La capital de Ucrania, Kiev, fue sacudida la madrugada del 6 de junio por un ataque ruso de gran envergadura que dejó al menos cuatro personas muertas y más de una veintena de heridos, según informaron autoridades locales. El bombardeo, que se produjo mediante el lanzamiento coordinado de drones y misiles, se sintió en diferentes distritos de la ciudad, marcando uno de los episodios más violentos desde el inicio de la invasión a gran escala.
Las sirenas antiaéreas resonaron durante horas en Kiev mientras los residentes buscaban refugio en estaciones de metro y sótanos. El impacto directo de un dron ruso contra un edificio de apartamentos en el distrito de Solomianskyi causó graves daños estructurales y provocó la caída de bloques de hormigón que aplastaron vehículos estacionados. Testigos presenciales describieron el estruendo de las explosiones y el zumbido incesante de drones en el cielo, creando una atmósfera de pánico y tensión entre la población.

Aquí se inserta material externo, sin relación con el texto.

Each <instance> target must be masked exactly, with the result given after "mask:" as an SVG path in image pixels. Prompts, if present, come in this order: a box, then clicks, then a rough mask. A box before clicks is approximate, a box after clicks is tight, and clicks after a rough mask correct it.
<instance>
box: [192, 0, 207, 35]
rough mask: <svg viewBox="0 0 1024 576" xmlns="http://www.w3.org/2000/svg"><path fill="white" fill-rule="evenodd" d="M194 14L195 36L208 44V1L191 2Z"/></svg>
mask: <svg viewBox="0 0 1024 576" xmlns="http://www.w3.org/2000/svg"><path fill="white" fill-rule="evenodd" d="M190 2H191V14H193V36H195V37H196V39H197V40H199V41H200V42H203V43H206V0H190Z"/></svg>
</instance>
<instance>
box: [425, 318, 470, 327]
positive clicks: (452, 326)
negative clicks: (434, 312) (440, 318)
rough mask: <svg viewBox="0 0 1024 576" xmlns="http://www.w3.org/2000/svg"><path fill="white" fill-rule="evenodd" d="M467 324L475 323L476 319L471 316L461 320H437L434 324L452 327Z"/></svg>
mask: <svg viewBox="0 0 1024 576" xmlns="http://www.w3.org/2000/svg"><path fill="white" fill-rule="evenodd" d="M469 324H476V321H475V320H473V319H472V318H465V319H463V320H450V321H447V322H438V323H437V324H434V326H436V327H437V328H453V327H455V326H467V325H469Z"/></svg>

El alcalde de Kiev, Vitali Klitschko, confirmó que 20 personas resultaron heridas, 16 de ellas permanecen hospitalizadas en estado grave. Además de las pérdidas humanas, la ofensiva dejó importantes daños en la infraestructura urbana, el sistema de transporte subterráneo sufrió interrupciones y varias líneas ferroviarias fueron desviadas por los destrozos en las vías. Las autoridades señalaron que se investiga la posible presencia de restos tóxicos tras los incendios provocados por los misiles.
El ataque fue interpretado como una represalia directa tras las acciones ucranianas que, días antes, destruyeron varios bombarderos estratégicos rusos en territorio enemigo utilizando drones cuadricópteros. El presidente ruso, Vladimir Putin, había advertido públicamente de un contraataque inminente, en declaraciones transmitidas por el expresidente estadounidense Donald Trump tras una conversación telefónica entre ambos líderes.
Las explosiones se sintieron también en otras regiones del país. En Ternopil, al oeste de Ucrania, los bombardeos rusos dejaron sin electricidad parte de la ciudad e hirieron a cinco personas, mientras que en Lutsk, al noroeste, se reportaron daños en viviendas, edificios gubernamentales e instituciones educativas. Las autoridades locales advirtieron a la población sobre el riesgo de contaminación tóxica en el aire tras los incendios.
La fuerza aérea ucraniana confirmó que el ataque combinado incluyó tanto drones kamikaze como misiles de crucero, dirigidos a objetivos civiles e industriales. A pesar de la intensificación de los bombardeos, la defensa antiaérea logró interceptar y derribar una parte significativa de los proyectiles lanzados, aunque no pudo evitar el saldo trágico en la capital.
La escalada de ataques rusos sobre Kiev y otras ciudades ucranianas refleja un endurecimiento del conflicto y una voluntad explícita del Kremlin de responder militarmente a los golpes sufridos en su propio territorio. Este ciclo de represalias y bombardeos masivos mantiene en vilo a la población civil y complica los esfuerzos diplomáticos para una salida negociada.
Mientras la comunidad internacional condena el uso indiscriminado de la fuerza contra centros urbanos, los ucranianos resisten el asedio diario en medio del miedo y la incertidumbre. La capacidad de resiliencia de la sociedad civil en Kiev es puesta a prueba por cada nuevo ataque, mientras crece la presión sobre Occidente para reforzar la ayuda humanitaria y militar al país.